Abscheu und Ekel vor dem Vergehen, das die Staatsanwaltschaft des Landgerichts in Braunschweig jüngst als „übelste Stalking-Sache“, mit der sie je zu tun hatte, bezeichnet hat, war den meisten Ratsmitgliedern deutlich anzumerken. Nach Feststellung des Gerichts hat der geständige Mann, der sich selbst als „der Ficker“ titulierte, seine 59-jährige Freundin, als sie ihn verlassen wollte, derart mit Drohungen, Nachstellungen, Erpressung, demütigenden Details und Bildern, die er auch in sozialen Netzwerken verbreitete, belästigt, dass sie selbst, ihr Ehemann und ihre Tochter psychologische Hilfe in Anspruch nehmen mussten. Der Politiker wurde in zweiter Instanz wegen Erpressung, versuchter Nötigung, Beleidigung, Nachstellung sowie der Verletzung des höchstpersönlichen Lebensbereichs zu einer Bewährungsstrafe von einem Jahr und fünf Monaten verurteilt.

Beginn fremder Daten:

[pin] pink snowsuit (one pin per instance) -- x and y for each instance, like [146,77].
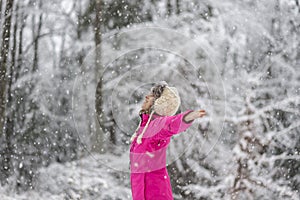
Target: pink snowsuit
[148,173]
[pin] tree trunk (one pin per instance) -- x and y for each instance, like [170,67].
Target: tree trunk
[6,164]
[36,41]
[98,80]
[169,8]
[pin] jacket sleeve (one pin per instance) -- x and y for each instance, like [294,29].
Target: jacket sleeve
[174,125]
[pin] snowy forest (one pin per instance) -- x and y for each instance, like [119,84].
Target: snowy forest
[74,73]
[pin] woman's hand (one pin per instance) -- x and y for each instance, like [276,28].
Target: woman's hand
[194,115]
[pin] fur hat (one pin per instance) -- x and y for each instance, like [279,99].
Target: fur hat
[166,103]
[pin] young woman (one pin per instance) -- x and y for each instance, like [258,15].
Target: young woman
[158,123]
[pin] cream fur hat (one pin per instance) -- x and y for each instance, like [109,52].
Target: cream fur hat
[167,102]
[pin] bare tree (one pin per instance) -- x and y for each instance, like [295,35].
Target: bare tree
[3,84]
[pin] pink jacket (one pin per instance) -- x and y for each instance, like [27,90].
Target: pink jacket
[149,176]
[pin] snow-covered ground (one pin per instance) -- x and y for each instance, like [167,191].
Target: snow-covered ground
[87,178]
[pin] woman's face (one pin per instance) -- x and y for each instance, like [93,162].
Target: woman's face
[148,102]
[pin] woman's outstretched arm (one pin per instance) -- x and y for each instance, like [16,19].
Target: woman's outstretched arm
[188,118]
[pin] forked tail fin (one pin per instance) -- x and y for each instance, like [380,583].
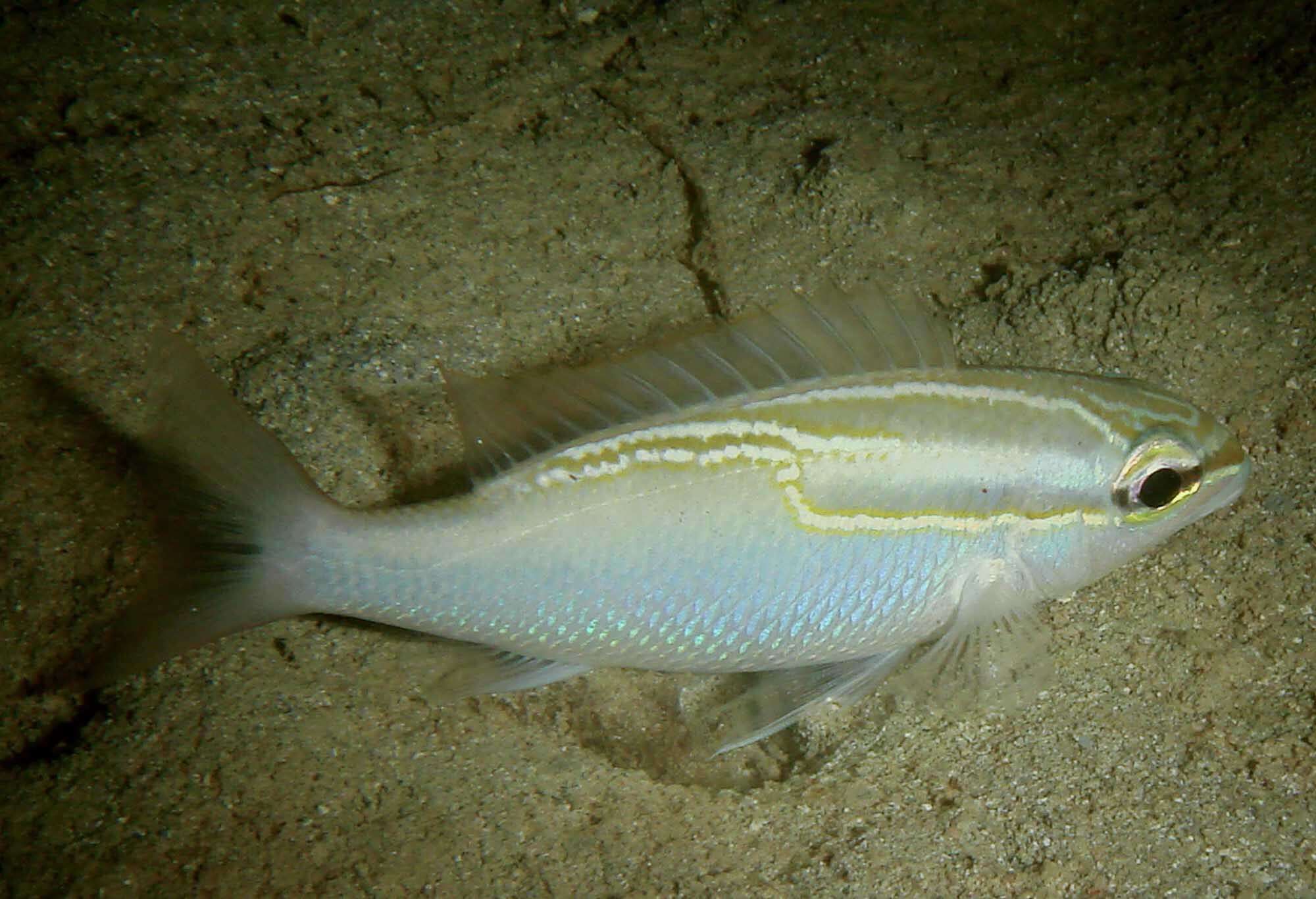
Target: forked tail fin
[239,505]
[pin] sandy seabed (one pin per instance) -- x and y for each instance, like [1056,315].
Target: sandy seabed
[332,199]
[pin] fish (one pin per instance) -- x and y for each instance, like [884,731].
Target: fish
[818,495]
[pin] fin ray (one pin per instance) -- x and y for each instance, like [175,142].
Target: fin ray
[507,421]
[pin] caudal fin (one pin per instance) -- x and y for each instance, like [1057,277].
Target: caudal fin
[238,508]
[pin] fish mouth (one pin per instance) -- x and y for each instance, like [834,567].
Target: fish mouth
[1227,472]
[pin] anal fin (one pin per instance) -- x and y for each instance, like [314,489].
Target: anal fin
[484,669]
[781,698]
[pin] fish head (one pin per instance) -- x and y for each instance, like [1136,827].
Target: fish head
[1172,464]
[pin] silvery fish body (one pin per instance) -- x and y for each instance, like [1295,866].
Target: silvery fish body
[813,493]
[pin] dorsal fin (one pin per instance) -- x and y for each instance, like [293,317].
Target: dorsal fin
[507,421]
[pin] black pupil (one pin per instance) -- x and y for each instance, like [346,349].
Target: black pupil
[1160,488]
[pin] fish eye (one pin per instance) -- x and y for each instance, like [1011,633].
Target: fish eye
[1159,474]
[1160,488]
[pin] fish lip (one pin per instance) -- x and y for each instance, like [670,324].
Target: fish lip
[1231,470]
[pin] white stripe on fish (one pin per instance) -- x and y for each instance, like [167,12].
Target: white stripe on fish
[811,493]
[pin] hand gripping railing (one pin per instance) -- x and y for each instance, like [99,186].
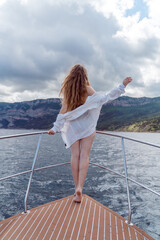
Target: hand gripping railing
[94,164]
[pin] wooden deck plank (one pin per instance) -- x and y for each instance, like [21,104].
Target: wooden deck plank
[66,220]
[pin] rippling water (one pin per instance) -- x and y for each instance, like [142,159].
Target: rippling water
[143,163]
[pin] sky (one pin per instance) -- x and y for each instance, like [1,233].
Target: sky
[40,40]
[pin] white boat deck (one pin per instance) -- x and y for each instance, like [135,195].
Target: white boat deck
[65,220]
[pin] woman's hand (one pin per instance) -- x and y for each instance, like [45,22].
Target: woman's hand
[127,80]
[51,132]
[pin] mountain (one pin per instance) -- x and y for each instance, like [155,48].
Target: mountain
[124,113]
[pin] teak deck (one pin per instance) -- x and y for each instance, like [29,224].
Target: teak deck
[65,220]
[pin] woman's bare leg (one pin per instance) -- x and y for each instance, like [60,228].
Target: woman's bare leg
[75,156]
[85,148]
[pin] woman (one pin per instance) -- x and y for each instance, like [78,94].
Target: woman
[78,118]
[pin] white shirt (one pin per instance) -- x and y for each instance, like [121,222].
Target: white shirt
[81,122]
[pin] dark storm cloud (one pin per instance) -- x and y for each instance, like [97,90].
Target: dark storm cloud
[41,40]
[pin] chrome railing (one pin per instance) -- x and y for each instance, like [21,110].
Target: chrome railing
[33,169]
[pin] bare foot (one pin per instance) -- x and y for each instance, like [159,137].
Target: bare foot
[79,191]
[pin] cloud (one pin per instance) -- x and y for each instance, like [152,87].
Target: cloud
[41,40]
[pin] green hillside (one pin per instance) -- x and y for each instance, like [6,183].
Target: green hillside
[131,116]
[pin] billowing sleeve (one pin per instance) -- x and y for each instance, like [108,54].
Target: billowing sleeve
[58,124]
[113,94]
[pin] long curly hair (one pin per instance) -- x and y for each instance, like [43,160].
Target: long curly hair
[74,87]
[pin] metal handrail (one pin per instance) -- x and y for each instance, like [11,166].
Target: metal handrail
[46,167]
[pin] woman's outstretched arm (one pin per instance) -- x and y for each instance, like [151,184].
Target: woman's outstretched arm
[116,92]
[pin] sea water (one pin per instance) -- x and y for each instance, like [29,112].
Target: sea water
[143,163]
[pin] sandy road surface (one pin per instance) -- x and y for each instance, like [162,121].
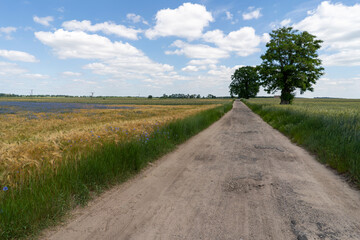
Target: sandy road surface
[239,179]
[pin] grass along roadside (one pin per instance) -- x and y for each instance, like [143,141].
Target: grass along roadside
[329,129]
[45,197]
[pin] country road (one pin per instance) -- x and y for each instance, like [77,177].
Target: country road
[238,179]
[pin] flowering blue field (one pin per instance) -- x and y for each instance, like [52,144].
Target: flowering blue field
[52,107]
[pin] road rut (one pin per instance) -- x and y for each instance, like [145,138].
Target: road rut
[238,179]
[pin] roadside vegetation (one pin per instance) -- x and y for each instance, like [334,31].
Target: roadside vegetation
[329,128]
[57,157]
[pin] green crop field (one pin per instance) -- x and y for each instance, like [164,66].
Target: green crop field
[329,128]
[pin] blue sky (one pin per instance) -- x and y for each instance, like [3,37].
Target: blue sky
[132,48]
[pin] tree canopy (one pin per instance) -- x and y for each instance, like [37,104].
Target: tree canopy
[245,82]
[291,62]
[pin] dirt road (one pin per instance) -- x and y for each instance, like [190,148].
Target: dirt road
[239,179]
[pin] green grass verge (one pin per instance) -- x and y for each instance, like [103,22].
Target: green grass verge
[334,138]
[45,198]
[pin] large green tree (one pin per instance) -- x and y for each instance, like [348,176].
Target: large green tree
[291,62]
[245,82]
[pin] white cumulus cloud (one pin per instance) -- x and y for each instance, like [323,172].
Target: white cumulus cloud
[86,46]
[243,41]
[71,74]
[338,26]
[106,27]
[136,18]
[199,51]
[255,14]
[114,59]
[43,20]
[6,31]
[17,56]
[186,21]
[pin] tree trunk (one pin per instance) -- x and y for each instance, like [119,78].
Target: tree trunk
[286,96]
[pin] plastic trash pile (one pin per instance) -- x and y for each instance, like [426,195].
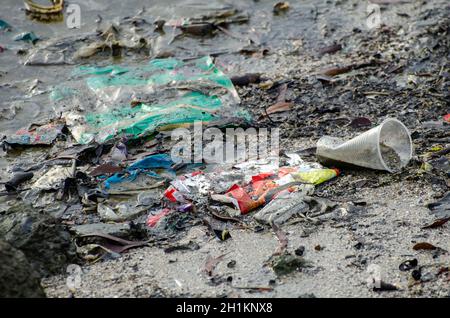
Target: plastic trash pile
[134,101]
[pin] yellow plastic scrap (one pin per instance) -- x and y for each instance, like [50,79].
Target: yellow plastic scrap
[315,176]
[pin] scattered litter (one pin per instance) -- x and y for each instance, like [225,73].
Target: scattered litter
[385,147]
[211,263]
[408,265]
[27,37]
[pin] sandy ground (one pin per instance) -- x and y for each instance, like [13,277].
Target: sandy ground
[387,229]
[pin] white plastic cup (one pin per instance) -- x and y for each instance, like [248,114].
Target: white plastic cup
[385,147]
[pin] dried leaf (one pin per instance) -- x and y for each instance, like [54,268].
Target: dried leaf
[211,263]
[383,286]
[116,244]
[246,79]
[280,7]
[333,71]
[437,223]
[330,49]
[282,238]
[279,107]
[359,122]
[424,246]
[105,169]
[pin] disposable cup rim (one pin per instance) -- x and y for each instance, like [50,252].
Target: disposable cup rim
[380,127]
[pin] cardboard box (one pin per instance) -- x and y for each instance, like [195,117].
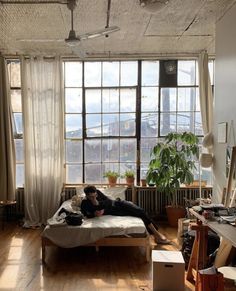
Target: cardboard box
[168,271]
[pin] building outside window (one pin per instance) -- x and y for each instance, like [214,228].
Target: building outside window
[115,112]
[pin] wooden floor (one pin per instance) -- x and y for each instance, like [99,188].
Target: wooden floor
[112,268]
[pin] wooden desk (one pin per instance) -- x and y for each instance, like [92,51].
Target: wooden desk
[225,230]
[198,257]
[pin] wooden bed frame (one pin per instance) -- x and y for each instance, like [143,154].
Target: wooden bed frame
[116,241]
[109,241]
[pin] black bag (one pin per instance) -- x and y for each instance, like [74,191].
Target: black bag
[74,218]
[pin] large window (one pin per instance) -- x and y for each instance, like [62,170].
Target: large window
[117,111]
[15,91]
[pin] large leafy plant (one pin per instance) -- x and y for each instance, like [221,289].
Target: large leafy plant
[172,163]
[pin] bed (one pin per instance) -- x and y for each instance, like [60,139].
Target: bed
[106,230]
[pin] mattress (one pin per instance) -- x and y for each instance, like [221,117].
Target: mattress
[91,230]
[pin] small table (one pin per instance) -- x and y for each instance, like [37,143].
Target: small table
[5,204]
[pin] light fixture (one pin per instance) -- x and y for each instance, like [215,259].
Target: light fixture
[153,6]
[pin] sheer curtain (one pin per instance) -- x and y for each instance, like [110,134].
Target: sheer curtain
[205,93]
[43,137]
[7,145]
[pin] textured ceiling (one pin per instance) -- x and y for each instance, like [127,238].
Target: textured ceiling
[182,27]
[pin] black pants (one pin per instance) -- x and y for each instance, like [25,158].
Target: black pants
[127,208]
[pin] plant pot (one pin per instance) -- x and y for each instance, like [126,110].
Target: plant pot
[130,181]
[174,213]
[112,181]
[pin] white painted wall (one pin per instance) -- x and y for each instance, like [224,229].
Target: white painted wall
[225,94]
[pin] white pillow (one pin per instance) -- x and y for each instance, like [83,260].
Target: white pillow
[114,192]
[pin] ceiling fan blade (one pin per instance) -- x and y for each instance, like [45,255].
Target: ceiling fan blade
[79,51]
[99,33]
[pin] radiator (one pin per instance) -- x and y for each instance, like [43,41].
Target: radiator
[154,202]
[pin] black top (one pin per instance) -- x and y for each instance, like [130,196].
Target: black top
[88,209]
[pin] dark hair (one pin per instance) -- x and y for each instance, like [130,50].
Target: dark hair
[90,189]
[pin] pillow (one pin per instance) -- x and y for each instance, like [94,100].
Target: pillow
[114,192]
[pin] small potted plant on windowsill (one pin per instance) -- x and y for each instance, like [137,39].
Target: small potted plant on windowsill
[129,175]
[112,177]
[172,163]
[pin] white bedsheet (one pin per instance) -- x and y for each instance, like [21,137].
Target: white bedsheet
[91,230]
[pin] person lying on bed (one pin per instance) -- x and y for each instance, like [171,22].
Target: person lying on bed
[97,204]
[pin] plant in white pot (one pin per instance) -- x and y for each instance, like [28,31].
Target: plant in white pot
[172,164]
[112,177]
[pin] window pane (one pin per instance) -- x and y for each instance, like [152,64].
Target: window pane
[127,150]
[16,100]
[93,174]
[19,150]
[92,74]
[198,124]
[127,124]
[186,99]
[110,150]
[73,125]
[20,175]
[129,73]
[147,144]
[185,122]
[74,151]
[93,125]
[186,73]
[93,101]
[15,74]
[73,100]
[127,167]
[73,174]
[110,74]
[150,73]
[149,124]
[127,100]
[110,124]
[110,100]
[73,74]
[93,151]
[18,124]
[149,99]
[168,99]
[167,123]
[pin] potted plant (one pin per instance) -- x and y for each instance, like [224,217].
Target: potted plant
[129,175]
[172,163]
[112,177]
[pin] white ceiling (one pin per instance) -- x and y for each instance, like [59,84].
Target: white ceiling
[182,27]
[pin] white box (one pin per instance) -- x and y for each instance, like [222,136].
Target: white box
[168,270]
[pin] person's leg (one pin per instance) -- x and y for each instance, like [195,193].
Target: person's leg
[129,208]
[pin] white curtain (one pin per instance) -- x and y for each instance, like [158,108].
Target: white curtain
[7,145]
[43,137]
[205,93]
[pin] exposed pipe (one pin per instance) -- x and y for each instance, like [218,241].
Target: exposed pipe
[6,2]
[108,13]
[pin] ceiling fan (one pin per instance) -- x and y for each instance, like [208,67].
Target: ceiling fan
[73,39]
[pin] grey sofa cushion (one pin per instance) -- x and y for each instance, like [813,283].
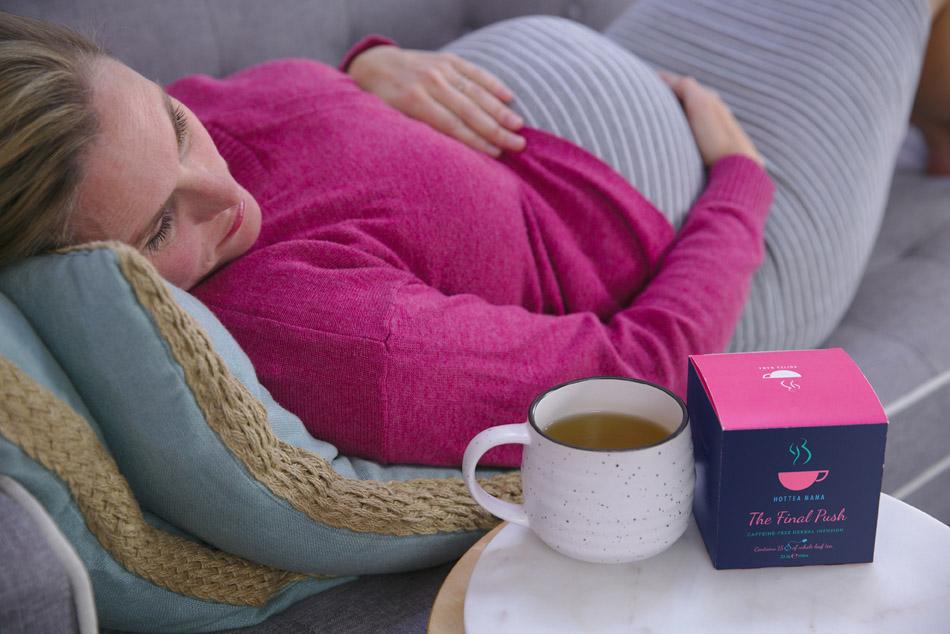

Rein rechtlich handelt es sich bei der Tat um ein Vergehen, aber kein Verbrechen. Daher sind laut Stadt keine kommunalverfassungsrechtlichen Konsequenzen wie etwa der Mandatsverlust zu ziehen.

Das sagt der OB

OB Klingebiel nahm dazu gleich eingangs der Sitzung in einer persönlichen Erklärung Stellung. Er verurteilte das Vergehen „aufs Schärfste“ und betonte, dass die Taten „widerwärtig“ für das Opfer gewesen seien. Zudem wären durch den Schutz der Identität des Politikers alle Mandatsträger der Stadt unter Generalverdacht geraten. Der Vorfall habe in der Bevölkerung höchste Irritation verursacht. Klingebiel betonte, der Volksvertreter habe selbst zu erkennen, welche Konsequenzen allein aus Gründen von Anstand, Moral und Glaubwürdigkeit für sein Amt zu ziehen seien. Ausschließen könne ihn aber nicht der Rat, nur die eigene Partei.

Das meinen SPD und CDU

Von einer „unerträglichen Belastung des Rates als höchstes Organ unserer Stadt“, sprach anschließend SPD-Fraktionschef Frank Miska. Die Sozialdemokraten, die die Zeitungsberichte „mit Fassungslosigkeit und Entsetzen“ verfolgt hätten, distanzierten sich von diesem Politiker. Hätte es sich um ein Mitglied der SPD-Fraktion gehandelt, wäre konsequent gehandelt worden, betonte Miska.

Ähnlich reagierte sein Amtskollege von der CDU. Es sei eine „unerträgliche Situation entstanden“, betonte Thomas Huppertz. Dann richtete er sich direkt an die AfD-Fraktion und forderte sie dazu auf, den Politiker zum Mandatsverzicht zu bewegen. Für die Gruppe von Grünen und „Partei“ wandte sich Julia Mews an das Opfer der Tat und drückte der Frau sichtbar bewegt ihr „tiefstes Mitgefühl“ aus. „Unsere Abscheu gilt dem Täter, der immer noch in unseren Reihen sitzt“, rief sie. Marcel Bürger (Bündnisgrüne), Ercan Kilic (FDP) und Selahettin Ince (Linke) distanzierten sich ebenfalls sehr nachdrücklich von dem Mandatsträger.

So reagierte die AfD

Am Ende nahm AfD-Fraktionschefin Patricia Mair zu den Vorwürfen Stellung. Ihr sei weder bekannt, dass der Rat über einen Zeitungsartikel sprechen wolle, noch wisse sie, wer hier verdächtigt werde. Sie verwahrte sich gegen Anschuldigungen und drohte dem Rat mit rechtlichen Schritten. Gelächter schallte ihr entgegen.